U of A President Indira Samarasekera at the no doubt completely ideologically balanced World Economic Forum in Davos (Photo: Wikimedia Commons)

In an interview in the March 28 edition of the University of Alberta’s student newspaper, the Gateway, University of Alberta President Indira Samarasekera has again refused to answer questions about the membership of the external advisory board for the University’s recently-announced Water Initiative.

In the interview, which was in response to Council of Canadians Chair Maude Barlow’s comments during her March 22 World Water Day keynote address at the university, in which she raised concerns about the apparent pro-water privatization slant of the advisory board being assembled to advise the new initiative.

The Council of Canadians released on February 28 a draft list of advisory board members which the university had circulated in an email to potential members. In addition to Nestle Chairman Peter Brabeck-Letmanthe, to whom the university also awarded an honorary degree amidst a weeks-long storm of protest, the list included the CEO of Total, the former president and CEO of Nexen, the former chairman and CEO of Syncrude. The president of a capital management firm and an energy information company were included, as was Anders Berntell, then the head of the Nestle-funded Stockholm International Water Institute and now executive director of the 2030 Water Resources Group, which is chaired by Peter Brabeck-Letmathe.

“The list we’ve seen raises serious questions about the purpose and direction of this new initiative at the University of Alberta,” said Maude Barlow when the list was released. “There’s no one on the list who is actively challenging the corporate push toward more water privatization and more water markets. It seems as though the president and the university through this initiative is lending its credibility and positioning itself on the pro-privatization, pro-market side of the global debate over who will control water in the future.”
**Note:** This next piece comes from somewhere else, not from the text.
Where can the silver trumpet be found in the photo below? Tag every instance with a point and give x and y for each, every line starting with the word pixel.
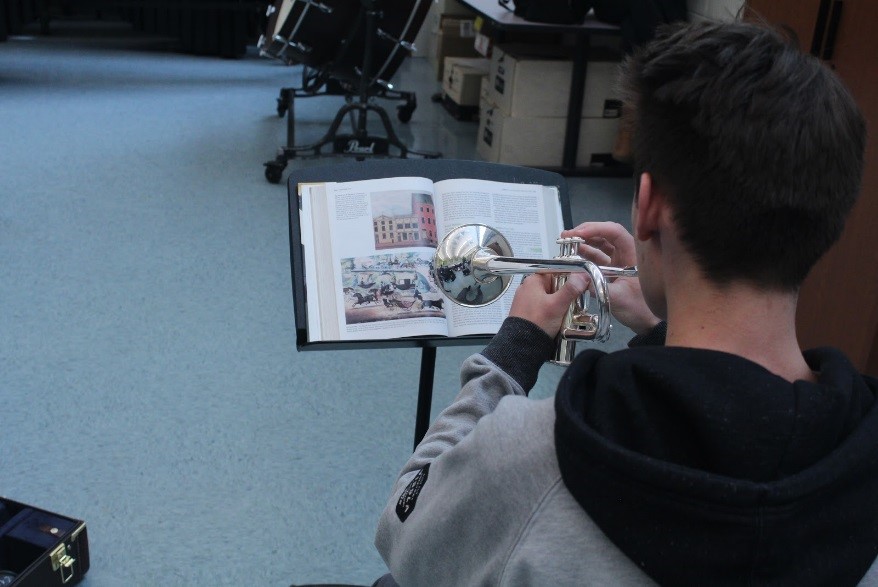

But in response to direct questions from Gateway reporter Scott Fenwick about who has been confirmed for the advisory board, President Samarasekera responded that “it’s inappropriate to talk about specific names” until “an accurate and final” board is assembled. Despite this, the president was perfectly willing to drop the name of India-based environmentalist Sunita Narain as being on the advisory board, indicating that her presence on the board which Samarasekera says includes around “a total of 35 names” is an indication of including people on “both sides of the ideological debate.” In a February 27 interview in the Edmonton Journal, Samarasekera similarly refused to confirm or deny whether Peter Brabeck-Letmathe had been invited to be on the board, despite his name appearing on the draft list being circulated by the university.

In the Gateway interview, Samarasekera also continued her attacks on Maude Barlow and the Council of Canadians (which she previously accused of harassing honorary degree recipients and being the only group upset about Brabeck-Letmathe’s honorary degree — a claim refuted within 24 hours by an open letter signed by 70 organizations from 20 countries). In the interview Samarasekera said Barlow has “such a one-sided view of the world. It’s tragic” and accused her of engaging “rhetoric an ideology.” The ideological perspectives of other people on the draft advisory board list, including views that the human right to water is “extreme”, that Alberta should move towards a water exchange, the need to “embrace market-based instruments” for water, and that “water must have a price” apparently are not of concern to President Samarasekera.

The Council of Canadians and members of the University of Alberta community will continue to monitor the development of the UAlberta Water Initiative and push for the public disclosure of who has been confirmed to serve on the initiative’s external advisory board.